The remote peer's OpenClaw agent can later refine settings by running claw-clan setup.

Script Update (Reinstall) Details

When state.json already exists, claw-remote-install.sh will:

•Push latest scripts and skills (overwriting old versions)
•Restart mDNS registration
•Ensure cron is installed
•Preserve existing state.json and config.json

Sync Skills from GitHub

After recovery, sync shared skills:

bash

~/.openclaw/claw-clan/scripts/claw-sync-skills.sh <gateway-id>

Or sync to all online peers:

bash

~/.openclaw/claw-clan/scripts/claw-sync-skills.sh all

Switch to PostgreSQL Backend

Switch storage from JSON to PostgreSQL at any time.

Option A: Use existing PostgreSQL

bash

# Update config
jq '.backend = "postgres" | .postgres.host = "<host>" | .postgres.port = <port> | .postgres.database = "<db>" | .postgres.user = "<user>" | .postgres.password = "<pass>"' \
  ~/.openclaw/claw-clan/config.json > /tmp/config.json && mv /tmp/config.json ~/.openclaw/claw-clan/config.json

# Run migrations
psql -h <host> -p <port> -U <user> -d <db> -f ~/.openclaw/claw-clan/migrations/001-initial-schema.sql

Option B: Deploy new PostgreSQL via Docker

bash

docker run -d \
  --name claw-clan-postgres \
  --restart unless-stopped \
  -e POSTGRES_DB=claw_clan \
  -e POSTGRES_USER=claw \
  -e POSTGRES_PASSWORD="$(openssl rand -base64 32)" \
  -p 5432:5432 \
  -v claw-clan-pgdata:/var/lib/postgresql/data \
  postgres:17-alpine

# Capture connection info
echo "Host: $(hostname -I | awk '{print $1}')"
echo "Port: 5432"
echo "Database: claw_clan"
echo "User: claw"
echo "Password: <generated above>"

Option C: Deploy via Portainer

Use the Portainer API to create a stack.

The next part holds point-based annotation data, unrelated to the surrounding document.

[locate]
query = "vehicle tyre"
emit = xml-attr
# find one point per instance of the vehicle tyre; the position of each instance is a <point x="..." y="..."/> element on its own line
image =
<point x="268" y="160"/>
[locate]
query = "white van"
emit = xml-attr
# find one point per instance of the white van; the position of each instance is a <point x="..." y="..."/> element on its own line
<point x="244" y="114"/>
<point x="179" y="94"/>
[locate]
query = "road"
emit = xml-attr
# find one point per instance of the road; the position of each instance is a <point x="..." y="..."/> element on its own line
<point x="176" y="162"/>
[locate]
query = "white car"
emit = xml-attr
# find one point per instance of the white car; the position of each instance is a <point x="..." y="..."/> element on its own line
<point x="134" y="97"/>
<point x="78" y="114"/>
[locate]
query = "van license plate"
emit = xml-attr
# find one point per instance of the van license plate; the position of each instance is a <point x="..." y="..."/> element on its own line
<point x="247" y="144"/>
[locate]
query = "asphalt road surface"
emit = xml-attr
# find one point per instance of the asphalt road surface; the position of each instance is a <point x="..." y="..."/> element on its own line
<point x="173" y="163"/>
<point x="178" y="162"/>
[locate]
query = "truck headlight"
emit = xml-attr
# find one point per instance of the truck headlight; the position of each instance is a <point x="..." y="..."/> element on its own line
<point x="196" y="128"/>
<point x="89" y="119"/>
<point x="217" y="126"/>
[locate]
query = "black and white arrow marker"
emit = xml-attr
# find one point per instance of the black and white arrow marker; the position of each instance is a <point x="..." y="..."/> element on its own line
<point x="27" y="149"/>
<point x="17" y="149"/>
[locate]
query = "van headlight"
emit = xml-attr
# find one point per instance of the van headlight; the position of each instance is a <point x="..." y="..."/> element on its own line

See reference: references/postgres-setup.md.

After deployment:

•Display DB connection info to user for safekeeping
•Distribute config to all online agents via SSH
•Save to claw-afterlife state for recovery

Cron Job Management

List all claw-clan cron entries:

bash

crontab -l 2>/dev/null | grep 'claw-clan'

Remove all claw-clan cron entries:

bash

crontab -l 2>/dev/null | grep -v 'claw-clan' | crontab -

Remove monitoring cron for a specific peer:

bash

crontab -l 2>/dev/null | grep -v "claw-monitor.sh <gateway-id>" | crontab -